Before she can elaborate much more on why in the world she's asking that after she just took my key some of Mercie's friends come to the door because Mercie too is having trouble working there and she suggested her friends can replace her. They're all very nice and we have fun joking around and I tell them I'm going to Busan now (thus answering Michelle's question). In that friendly atmosphere, fun loving Michelle is actually very quiet and even has her head down. Eventually, she says, "Okay, Dutchie (I was forced to choose a nickname for reasons too complex to explain), I'm sorry." And then, in front of all of her present employee and prospective new ones, I had the chance to say to Michelle what I had always wanted to say to her: "Michelle, you're not very nice." Then I said a friendly good-bye to everyone and left. I wish I had said a little more, for example looked at the other people there and said to them, "And she knows it." But basically it happened just as I would have liked. She's not a bad person, she's just a stressed-out, irresponsible jerk.

And what I've realized it's okay to truly think they're jerks but at the same time be unbelievably grateful for the opportunity that they made possible for me and I had some amazing experiences in the Jirisan Mountains over those weeks. I don't know how I could have stayed so long there without Mr. Choi and Michelle. Like terrible parents I was there because of them and I am deeply, truly thankful for that but I'm still upset and disappointed in how they treated me.
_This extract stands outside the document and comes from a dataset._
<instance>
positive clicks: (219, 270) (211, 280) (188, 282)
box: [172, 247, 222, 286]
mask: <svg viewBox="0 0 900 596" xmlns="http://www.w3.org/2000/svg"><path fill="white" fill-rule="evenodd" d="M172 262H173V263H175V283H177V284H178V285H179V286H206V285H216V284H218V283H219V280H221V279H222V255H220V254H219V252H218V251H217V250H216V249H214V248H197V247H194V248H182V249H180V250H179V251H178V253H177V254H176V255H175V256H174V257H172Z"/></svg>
And Michelle's apology just confirms those feelings, it doesn't negate them.

You may be wondering what was worth being so thankful for. "Did he meet some shamans or something?" To the best of my knowledge I didn't meet a single shaman while I was there. It seems everyone insists there are many shamans in the Jirisan Mountains but nobody seems to know where they are. No, I hiked. I hiked the mountains and they taught me great things. One said, "Hey, Eli, I'm a mountain. But you look like you're carrying more on your shoulders than I am! Lighten up!" I've been trying to do this "lighten up" thing faster and more efficiently ever since then. The last hike I took, the most intense hike I've ever done, where near the peak I was climbing a steep, stony path, with a foot of snow on the ground, and a misty haze of icy snow blowing through the air. I made it to the peak, Nogodan, with the help of three resilient climbers I ran into.

I was so cold and so tired, I wasn't sure if I could make it back down. But I soon realized that those steep, slippery, snowy paths were a lot easier to go down than up. I skied, I ran, and I frolicked. It was a joy. As I went down I offered up to the mountain that difficult, wonderful, joyful experience and I noted how far I had come to get there and prayed I could be shown something after all this. I didn't expect to find a shaman at that point and even before I got there, I was ready for the fact that I might not find any. All you need is the trees, the earth, the rocks, the streams, and the mountains anyway. Everyone knows that.

Later that day as I wrote an e-mail to my Grandmother Verna, noting the wise observation she had: she said that I might find a shaman but in the end I was really going to the mountains to find God (before writing that she said, "Now don't laugh when I say this but..."). Thinking and writing about such things and telling her about my newest travel plans I realized something: this whole travelling and writing thing is pretty cool. Something came over me and I just laughed about it. I've felt guilty that I'm not doing more to help the world. At the same time I've felt guilty for being too serious of a guy with family and friends! In general I realized that who I am, what I'm doing, isn't so bad. I search for God where I can find her and I serve the ancestors however I can. I learn an unbelievable amount of information, skills, and life lessons while I travel and I write a goofy newsletter that I hope does something for someone somewhere.

I gotta sign-off now or I'll never send this! You all take care. More to come soon!